A SURPRISING APPEARANCE


Helen was sobbing and crying as she ran. Tom kept a few feet behind the girls, although what he could have done to defend them, had the big bull overtaken him, it would be hard to say. And for several moments it looked very much as though Hiram Bassett's herd-leader was going to reach his prey.

The thunder of his hoofs was in their ears. They did not speak again as they came to the steep bank down to the open creek. There, just before them, was an old hollow stump, perhaps ten feet high, with the opening on the creek side. All three of them knew it well.

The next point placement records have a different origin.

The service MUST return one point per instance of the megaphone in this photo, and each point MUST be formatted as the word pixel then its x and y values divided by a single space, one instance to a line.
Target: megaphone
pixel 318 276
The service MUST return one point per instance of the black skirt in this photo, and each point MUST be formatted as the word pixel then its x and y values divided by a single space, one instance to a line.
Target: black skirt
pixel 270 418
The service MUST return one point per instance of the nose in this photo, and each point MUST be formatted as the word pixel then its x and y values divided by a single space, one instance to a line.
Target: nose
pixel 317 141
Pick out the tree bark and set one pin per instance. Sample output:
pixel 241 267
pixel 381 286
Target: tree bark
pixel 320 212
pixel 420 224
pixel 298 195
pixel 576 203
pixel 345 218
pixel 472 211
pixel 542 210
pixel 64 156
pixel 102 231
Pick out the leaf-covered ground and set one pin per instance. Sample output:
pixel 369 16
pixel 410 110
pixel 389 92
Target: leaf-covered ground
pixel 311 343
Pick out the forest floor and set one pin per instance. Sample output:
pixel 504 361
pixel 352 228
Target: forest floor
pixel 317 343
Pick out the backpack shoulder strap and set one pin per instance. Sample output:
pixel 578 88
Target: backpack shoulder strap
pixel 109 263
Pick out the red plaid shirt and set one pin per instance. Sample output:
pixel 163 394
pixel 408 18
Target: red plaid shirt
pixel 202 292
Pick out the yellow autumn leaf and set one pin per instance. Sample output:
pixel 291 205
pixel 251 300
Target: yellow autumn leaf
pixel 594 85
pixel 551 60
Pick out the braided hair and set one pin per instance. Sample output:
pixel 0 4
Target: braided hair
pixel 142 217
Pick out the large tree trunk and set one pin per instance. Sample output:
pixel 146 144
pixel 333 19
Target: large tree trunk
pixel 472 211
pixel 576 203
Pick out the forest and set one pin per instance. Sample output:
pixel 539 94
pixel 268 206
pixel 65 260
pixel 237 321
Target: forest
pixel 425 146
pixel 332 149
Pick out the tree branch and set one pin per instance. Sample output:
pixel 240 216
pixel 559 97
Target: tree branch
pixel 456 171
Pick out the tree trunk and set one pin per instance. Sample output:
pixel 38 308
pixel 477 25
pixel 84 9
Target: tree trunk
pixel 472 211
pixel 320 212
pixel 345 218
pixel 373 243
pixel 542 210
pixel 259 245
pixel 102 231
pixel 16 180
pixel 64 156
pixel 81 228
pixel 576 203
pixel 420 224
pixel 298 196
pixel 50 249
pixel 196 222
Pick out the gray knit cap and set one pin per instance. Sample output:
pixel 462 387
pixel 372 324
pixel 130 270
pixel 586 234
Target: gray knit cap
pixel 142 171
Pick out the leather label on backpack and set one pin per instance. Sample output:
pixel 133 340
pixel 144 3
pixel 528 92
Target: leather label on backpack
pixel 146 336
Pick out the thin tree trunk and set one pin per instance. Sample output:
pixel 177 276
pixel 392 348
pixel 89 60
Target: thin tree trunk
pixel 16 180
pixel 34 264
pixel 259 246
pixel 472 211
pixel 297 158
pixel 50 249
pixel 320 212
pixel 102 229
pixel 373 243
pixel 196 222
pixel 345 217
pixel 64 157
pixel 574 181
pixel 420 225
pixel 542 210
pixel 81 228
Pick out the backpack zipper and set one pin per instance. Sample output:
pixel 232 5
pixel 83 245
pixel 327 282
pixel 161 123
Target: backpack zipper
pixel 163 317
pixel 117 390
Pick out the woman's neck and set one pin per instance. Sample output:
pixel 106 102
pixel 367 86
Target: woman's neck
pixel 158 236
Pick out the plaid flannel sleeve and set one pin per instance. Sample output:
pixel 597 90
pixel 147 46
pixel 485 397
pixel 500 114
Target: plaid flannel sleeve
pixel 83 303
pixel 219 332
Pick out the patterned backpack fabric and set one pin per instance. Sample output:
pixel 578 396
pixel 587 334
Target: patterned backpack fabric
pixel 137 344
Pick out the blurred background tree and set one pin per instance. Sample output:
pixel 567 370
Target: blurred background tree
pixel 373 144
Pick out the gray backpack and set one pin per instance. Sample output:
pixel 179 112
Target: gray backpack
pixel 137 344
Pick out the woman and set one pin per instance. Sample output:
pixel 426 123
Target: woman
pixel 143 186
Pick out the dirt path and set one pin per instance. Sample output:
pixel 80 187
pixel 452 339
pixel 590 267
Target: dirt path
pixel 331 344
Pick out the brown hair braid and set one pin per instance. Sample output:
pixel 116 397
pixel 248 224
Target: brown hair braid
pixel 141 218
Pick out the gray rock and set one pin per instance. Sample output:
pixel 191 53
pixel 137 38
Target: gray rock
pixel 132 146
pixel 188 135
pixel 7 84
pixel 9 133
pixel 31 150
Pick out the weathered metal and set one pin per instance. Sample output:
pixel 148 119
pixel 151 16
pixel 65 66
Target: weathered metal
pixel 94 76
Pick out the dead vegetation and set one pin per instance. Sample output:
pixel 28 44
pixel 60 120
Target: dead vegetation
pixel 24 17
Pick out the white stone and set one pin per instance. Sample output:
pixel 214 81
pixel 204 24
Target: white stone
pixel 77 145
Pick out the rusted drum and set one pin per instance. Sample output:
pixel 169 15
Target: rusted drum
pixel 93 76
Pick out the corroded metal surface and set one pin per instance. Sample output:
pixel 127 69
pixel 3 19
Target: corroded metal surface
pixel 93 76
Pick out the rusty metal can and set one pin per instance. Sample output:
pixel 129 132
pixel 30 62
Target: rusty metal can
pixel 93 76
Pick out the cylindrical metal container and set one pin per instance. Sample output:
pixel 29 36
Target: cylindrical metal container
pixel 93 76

As Helen went over the bank and disappeared on one side of the stump, Tom darted around the other side. Ruth, with the red cap in her hand, stumbled over a root and fell to her knees. She was right beside the hollow stump, and Helen's cap caught in a twig and was snatched from her hand.

As Ruth scrambled aside and then fairly rolled over the edge of the bank out of sight, the cap was left dangling right in front of the stump. The bull charged it. That flashing bit of color was what had attracted the brute from the start.

As the three friends dived over the bank—and their haste and heedlessness carried them pellmell to the bottom—there sounded a yell behind them that certainly was not emitted by the bull. Goodness knows, he roared loudly enough! But this was no voice of a bull that so startled the two girls and Tom Cameron—it was far too shrill.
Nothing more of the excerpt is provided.